Key-letters: M Y C O U N T R Y T I S ...
Plaintext letters: S E N D S U P P L I E S ...
Cryptogram: E C P R M H I G J B M K ...

message or to the key. However, with its key known to be purely plaintext, no fragments need be considered except those which are usable combinations, and since the “running key cipher” makes a fascinating puzzle, a specimen has been included among the practice cryptograms. The original of this, apparently, was the Hermann cipher. This employed a slide which was identical with the Saint-Cyr slide except that the stationary alphabet carried an extra cell (position) marked “index” to be used instead of the Saint-Cyr index A. As the writer saw this, the index-cell was standing just ahead of A, so that the resulting encipherment would have been that of a Saint-Cyr slide on which the letter Z was serving as index-letter.

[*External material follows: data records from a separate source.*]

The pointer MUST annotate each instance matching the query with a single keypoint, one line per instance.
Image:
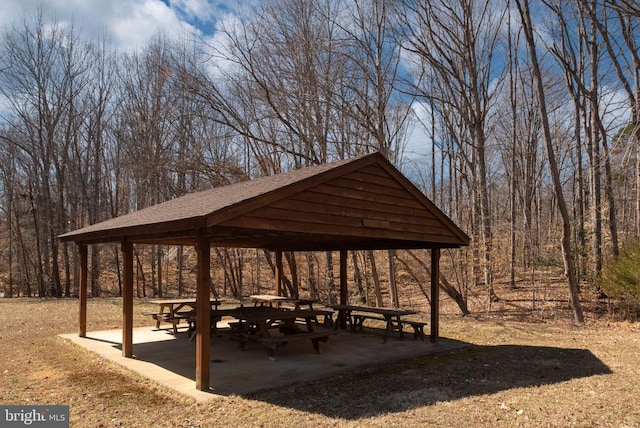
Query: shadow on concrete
(410, 384)
(170, 359)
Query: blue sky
(128, 24)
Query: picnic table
(275, 301)
(356, 315)
(170, 310)
(257, 325)
(298, 303)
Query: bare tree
(567, 251)
(457, 41)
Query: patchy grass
(522, 368)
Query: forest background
(519, 119)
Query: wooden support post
(435, 294)
(82, 289)
(279, 271)
(343, 277)
(127, 300)
(203, 313)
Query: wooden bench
(418, 328)
(166, 317)
(272, 342)
(357, 323)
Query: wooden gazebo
(355, 204)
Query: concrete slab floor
(169, 359)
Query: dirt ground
(526, 365)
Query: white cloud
(129, 24)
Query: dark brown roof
(359, 203)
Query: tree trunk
(523, 8)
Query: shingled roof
(358, 203)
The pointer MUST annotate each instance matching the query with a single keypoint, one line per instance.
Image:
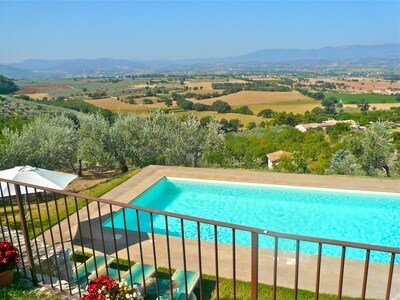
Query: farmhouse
(324, 124)
(274, 157)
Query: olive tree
(94, 142)
(190, 141)
(46, 142)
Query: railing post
(254, 266)
(25, 233)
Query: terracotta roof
(274, 156)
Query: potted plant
(8, 260)
(104, 288)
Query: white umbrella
(35, 176)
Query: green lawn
(356, 98)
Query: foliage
(343, 163)
(363, 105)
(105, 288)
(140, 140)
(46, 142)
(373, 148)
(8, 256)
(7, 86)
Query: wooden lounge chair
(136, 271)
(137, 274)
(88, 268)
(192, 280)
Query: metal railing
(49, 219)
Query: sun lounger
(137, 274)
(88, 268)
(192, 279)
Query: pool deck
(378, 272)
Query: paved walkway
(378, 272)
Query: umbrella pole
(25, 233)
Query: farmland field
(43, 89)
(377, 105)
(115, 105)
(355, 98)
(38, 96)
(245, 119)
(256, 97)
(294, 106)
(362, 85)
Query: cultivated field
(255, 97)
(207, 86)
(370, 98)
(294, 106)
(43, 89)
(245, 119)
(115, 105)
(383, 106)
(362, 85)
(38, 96)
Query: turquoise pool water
(372, 218)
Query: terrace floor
(378, 272)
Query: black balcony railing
(47, 226)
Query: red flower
(8, 256)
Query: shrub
(8, 256)
(105, 288)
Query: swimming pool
(356, 216)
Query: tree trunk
(386, 167)
(80, 168)
(196, 159)
(123, 167)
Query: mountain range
(42, 68)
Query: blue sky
(187, 29)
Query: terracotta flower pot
(6, 278)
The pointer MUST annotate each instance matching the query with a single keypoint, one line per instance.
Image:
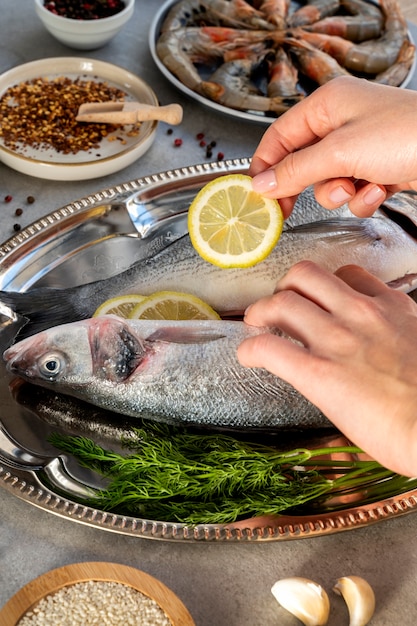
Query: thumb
(299, 170)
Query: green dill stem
(177, 476)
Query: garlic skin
(359, 597)
(303, 598)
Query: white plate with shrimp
(242, 83)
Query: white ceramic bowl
(84, 34)
(113, 155)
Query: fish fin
(42, 308)
(343, 228)
(192, 334)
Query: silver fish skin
(175, 372)
(378, 244)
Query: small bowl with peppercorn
(84, 25)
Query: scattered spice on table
(88, 10)
(41, 112)
(100, 603)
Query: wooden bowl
(49, 583)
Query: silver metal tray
(85, 240)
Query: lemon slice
(173, 305)
(231, 225)
(121, 305)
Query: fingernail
(339, 195)
(247, 310)
(375, 195)
(264, 182)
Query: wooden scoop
(128, 113)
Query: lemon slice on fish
(120, 305)
(173, 305)
(231, 225)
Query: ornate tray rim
(26, 482)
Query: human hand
(354, 140)
(357, 356)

Of other devices aimed at destroying periodicity, quite a few have been based in some way on key-interruption. A key-word is selected, as INDEPENDENCE, but the encipherer breaks off before completely using his rotation, so that the completed cryptogram will be enciphered very irregularly by such a key as INDEP INDEPEND I IN INDEPENDENC IND INDEPEN. . . . . . Sometimes this is found as a word-spacing device, the key beginning over with each new word, though naturally not with word-separations showing in the cryptograms. But in the average case, the key-interruption takes place at the discretion of the encipherer; sometimes the agreement with his correspondent allows him to break off as he pleases without any sort of signal, leaving the decipherer to discover the interruptions through the fact that he can no longer decipher; again, he may use an indicator, as J. In the latter case, he must encipher any J’s which may happen to occur in his message by using the I-substitute; then, whenever he decides to break the key, he first enciphers a J. Thus, whenever the decipherer brings out the letter J, he knows that his key is to begin over with the encipherment of the next letter. It will be noticed that in all of these cases, the decipherer will have to do his work one letter at a time.